MATERIALS
AND
METHODS
3.0 MATERIALS AND METHODS
3.1 Materials
Plant sources were procured from Green Earth products Pvt. Ltd., New Delhi. Few plants were
obtained from farm house of Amity University, Noida.
3.1.1 Chemicals
All chemicals were of reagent grade and obtained from standard commercial firms.
3.2 Methods
3.2.1 Screening of various plants for Superoxide Dismutase (SOD) enzyme
Screening of seventy two plants was done for SOD activity using standard protocols mentioned
below.
3.2.2 Extraction of SOD enzyme
The pre-weighed samples were crushed in Phosphate buffer (pH 7.0, 0.05 M).
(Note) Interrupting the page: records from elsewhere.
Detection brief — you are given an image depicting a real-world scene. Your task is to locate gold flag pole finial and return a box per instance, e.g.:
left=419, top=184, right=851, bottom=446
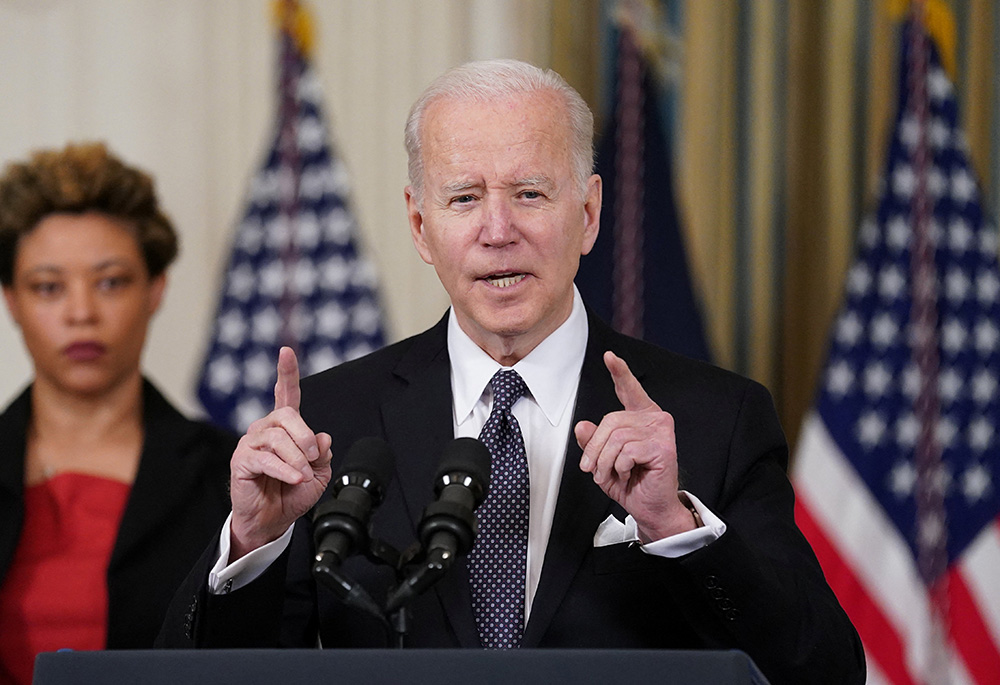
left=888, top=0, right=957, bottom=82
left=271, top=0, right=315, bottom=57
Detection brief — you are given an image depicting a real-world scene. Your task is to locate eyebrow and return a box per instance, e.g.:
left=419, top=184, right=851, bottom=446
left=514, top=176, right=555, bottom=188
left=27, top=257, right=132, bottom=274
left=441, top=181, right=482, bottom=195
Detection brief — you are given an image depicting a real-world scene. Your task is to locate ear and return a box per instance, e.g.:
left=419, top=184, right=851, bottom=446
left=403, top=186, right=434, bottom=265
left=3, top=285, right=21, bottom=326
left=580, top=174, right=604, bottom=254
left=149, top=273, right=167, bottom=316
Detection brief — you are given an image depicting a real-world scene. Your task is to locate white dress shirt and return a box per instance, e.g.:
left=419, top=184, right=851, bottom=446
left=209, top=286, right=726, bottom=600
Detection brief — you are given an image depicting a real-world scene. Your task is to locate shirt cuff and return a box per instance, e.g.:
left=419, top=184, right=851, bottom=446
left=629, top=490, right=726, bottom=559
left=208, top=512, right=295, bottom=595
left=594, top=490, right=726, bottom=559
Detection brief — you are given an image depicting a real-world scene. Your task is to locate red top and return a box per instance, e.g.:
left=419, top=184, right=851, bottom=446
left=0, top=473, right=131, bottom=685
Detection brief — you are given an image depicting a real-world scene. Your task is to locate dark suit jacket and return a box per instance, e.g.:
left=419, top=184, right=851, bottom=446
left=164, top=316, right=864, bottom=683
left=0, top=381, right=236, bottom=649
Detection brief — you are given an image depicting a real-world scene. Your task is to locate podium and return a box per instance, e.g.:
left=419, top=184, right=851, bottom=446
left=33, top=649, right=767, bottom=685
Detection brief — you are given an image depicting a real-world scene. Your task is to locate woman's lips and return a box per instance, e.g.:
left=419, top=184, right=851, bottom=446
left=63, top=341, right=107, bottom=362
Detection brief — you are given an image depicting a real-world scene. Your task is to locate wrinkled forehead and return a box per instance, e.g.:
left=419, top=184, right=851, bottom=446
left=421, top=91, right=572, bottom=176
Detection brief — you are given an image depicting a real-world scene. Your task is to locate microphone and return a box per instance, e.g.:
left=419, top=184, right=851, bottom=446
left=386, top=438, right=490, bottom=612
left=313, top=437, right=394, bottom=618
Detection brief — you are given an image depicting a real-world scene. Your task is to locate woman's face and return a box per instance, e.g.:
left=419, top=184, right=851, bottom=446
left=4, top=213, right=166, bottom=395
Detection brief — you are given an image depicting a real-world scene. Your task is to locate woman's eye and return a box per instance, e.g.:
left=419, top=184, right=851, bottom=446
left=30, top=281, right=62, bottom=297
left=97, top=276, right=129, bottom=290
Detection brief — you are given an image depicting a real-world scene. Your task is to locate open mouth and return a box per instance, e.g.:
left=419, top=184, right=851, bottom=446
left=484, top=273, right=527, bottom=288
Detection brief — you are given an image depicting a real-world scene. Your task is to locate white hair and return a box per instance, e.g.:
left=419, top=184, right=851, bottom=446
left=404, top=59, right=594, bottom=204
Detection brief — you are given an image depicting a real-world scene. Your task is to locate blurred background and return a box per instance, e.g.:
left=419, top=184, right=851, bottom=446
left=0, top=0, right=1000, bottom=443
The crushed
material was filtered through whatman filter paper and centrifuged for 20 minutes at 10,000 rpm
at 0-4°C. The pellet was discarded and the supernatant was treated as crude extract.
3.2.3 SOD Assay
Superoxide dismutase (SOD) activity was determined using NBT method (Kakkar et al., 1984).
Principle:
NADH + 2O2 + PMS → NAD+ +2O2- + H+
....…
(1)
O2-+ NBT (oxidized) → O2 + NBT (reduced)
……
(2)
The assay involves the production of superoxide from O2 (using reduced β-nicotinamide adenine
dinucleotide (NADH) as a reductant, and phenazine methosulphate (PMS) as a catalyst in the
presence of an indicator, nitro blue tetrazolium (NBT), which turns blue when reduced by
superoxide. The color change during the reaction was monitored spectrophotometrically in the
visible range at 560 nm. When SOD enzyme is added to the reaction, (superoxide scavengers i.e.,
antioxidants) compete with NBT to react with superoxide. The percent inhibition of NBT
reduction was used to quantify superoxide-scavenging.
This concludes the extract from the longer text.